Learning to play Mancala – Divergentblue

Because I love genetic algorithms and video games, I always wanted to create some artificial intelligence that learns to play a game. My first attempt is the subject of this entry.

A college friend and roommate of mine once showed me how he used a GA to solve the two bishops chess endgame scenario from any position. I decided that it would be fun, and within my capabilities to focus on a simpler game, Mancala.

What’s a Genetic Algorithm?
A GA is just a search. If a search space is simply too large to enumerate in a reasonable amount of time, a GA provides a means of finding a “good enough” solution without searching through every possible one. In practice, this usually means waiting quite some time (maybe a few days) for the algorithm to run, but the reward is usually a damn good solution. A GA attempts to model biological evolution by simplifying it to three stages. After starting with a potential pool of solutions, we assign each of them a fitness value, select the ones with the “best” fitness (selection), use them to create “offspring” solutions (crossover), optionally mutate the offspring (mutation), and start again with the newly created pool of solutions. Let’s see how this applies to the Mancala game.

What’s a Mancala?
Mancala is a very simple two-player, turn-based board game where each player has a row of buckets with some stones in them and a scoring bin. Each player takes a turn by emptying one of the buckets and placing one stone in each consecutive bucket (including the scoring bin) until no stones remain. There are a few other rules, but the object is to finish with the most stones in your scoring bin.

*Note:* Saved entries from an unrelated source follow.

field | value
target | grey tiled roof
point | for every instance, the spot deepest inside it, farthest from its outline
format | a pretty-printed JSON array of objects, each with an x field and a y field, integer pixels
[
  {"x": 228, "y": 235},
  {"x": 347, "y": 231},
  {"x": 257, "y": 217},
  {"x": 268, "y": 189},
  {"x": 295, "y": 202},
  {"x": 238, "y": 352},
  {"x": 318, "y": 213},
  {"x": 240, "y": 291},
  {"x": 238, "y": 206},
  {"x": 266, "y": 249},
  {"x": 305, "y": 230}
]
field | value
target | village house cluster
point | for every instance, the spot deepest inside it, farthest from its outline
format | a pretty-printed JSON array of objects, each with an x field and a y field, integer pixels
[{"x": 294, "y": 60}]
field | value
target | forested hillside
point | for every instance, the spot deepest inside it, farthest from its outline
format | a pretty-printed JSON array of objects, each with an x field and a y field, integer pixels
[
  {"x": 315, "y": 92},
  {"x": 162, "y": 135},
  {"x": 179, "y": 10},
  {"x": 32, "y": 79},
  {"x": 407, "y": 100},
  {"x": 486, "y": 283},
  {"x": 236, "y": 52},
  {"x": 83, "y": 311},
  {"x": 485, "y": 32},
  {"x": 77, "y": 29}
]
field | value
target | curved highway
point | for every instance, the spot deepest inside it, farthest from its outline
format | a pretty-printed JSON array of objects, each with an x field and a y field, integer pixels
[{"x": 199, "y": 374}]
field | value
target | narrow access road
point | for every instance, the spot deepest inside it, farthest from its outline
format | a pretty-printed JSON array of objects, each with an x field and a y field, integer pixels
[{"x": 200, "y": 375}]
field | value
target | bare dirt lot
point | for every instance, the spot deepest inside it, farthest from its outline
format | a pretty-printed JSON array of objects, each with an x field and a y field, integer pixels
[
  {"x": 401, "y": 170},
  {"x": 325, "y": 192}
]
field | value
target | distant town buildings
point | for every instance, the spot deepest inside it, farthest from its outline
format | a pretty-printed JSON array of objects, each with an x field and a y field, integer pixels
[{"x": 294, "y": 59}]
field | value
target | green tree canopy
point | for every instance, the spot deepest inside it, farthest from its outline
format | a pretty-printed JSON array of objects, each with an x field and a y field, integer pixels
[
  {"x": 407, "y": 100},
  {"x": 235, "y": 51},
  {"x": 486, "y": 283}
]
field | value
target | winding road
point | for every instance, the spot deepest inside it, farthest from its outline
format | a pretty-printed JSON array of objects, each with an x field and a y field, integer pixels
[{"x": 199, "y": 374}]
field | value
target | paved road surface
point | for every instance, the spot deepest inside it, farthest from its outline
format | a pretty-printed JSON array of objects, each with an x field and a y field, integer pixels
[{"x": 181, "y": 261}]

In a somewhat unfortunate circumstance, I found out after implementing my algorithm that Mancala is a solve game, meaning that someone has figured out the perfect move for every position, and given that both players know the perfect move, the outcome is predetermined. The most familiar example of a solved game is probably tic-tac-toe. It’s easy to guarantee a draw, even if you don’t get the first move. Now, forgetting that we ever saw this, let’s go searching.

How to Teach a Computer to Play:

We need just a few things to build an algorithm – a way to value the current game board (this is the AI part, which I will henceforth call a “strategy”), a way to select the best strategies, a way to create new strategies from old ones, and a way to mutate strategies. These methods will define a GA which helps us efficiently search the space of all possible strategies.

Choosing a Valuation Strategy

I chose to value the current state of the board based upon three properties – the net score ( $S$ ), the net number of stones on the player’s side of the board ( $B$ ), and the net number of stones which must eventually advance to the opponent’s side of the board ( $O$ ). For example, in the following position, the player controlling the bottom six bins scores in the rightmost bin.

That player would calculate the following values for the parameters described:

The player’s score is $5$ . The opponent’s score is $6$ , so the net score would be $-1$ . The player controls $7 + 2 + 3 + 2 = 14$ stones, while the opponent controls $8 + 7 + 6 + 2 = 23$ stones, netting $-9$ . To calculate the overflow parameter, note that choosing bin $(6)$ would result in one score plus one stone on the opponent’s side of the board. Choosing bin $(5)$ would drop one stone in bin $(6)$ , score one, and result in one overflow, while choosing bin $(1)$ would also yield one overflow, bringing the player’s overflow value to $3$ . The opponent’s overflow would be $6$ , using the same method, so the net overflow for this player in this position is $6 - 3 = 3$ . I reverse the order of subtraction here because overflow is actually bad for the player, who wants to score without giving the opponent a chance to do so. A given strategy ( $W$ ) consists of creating a set of weights for these parameters.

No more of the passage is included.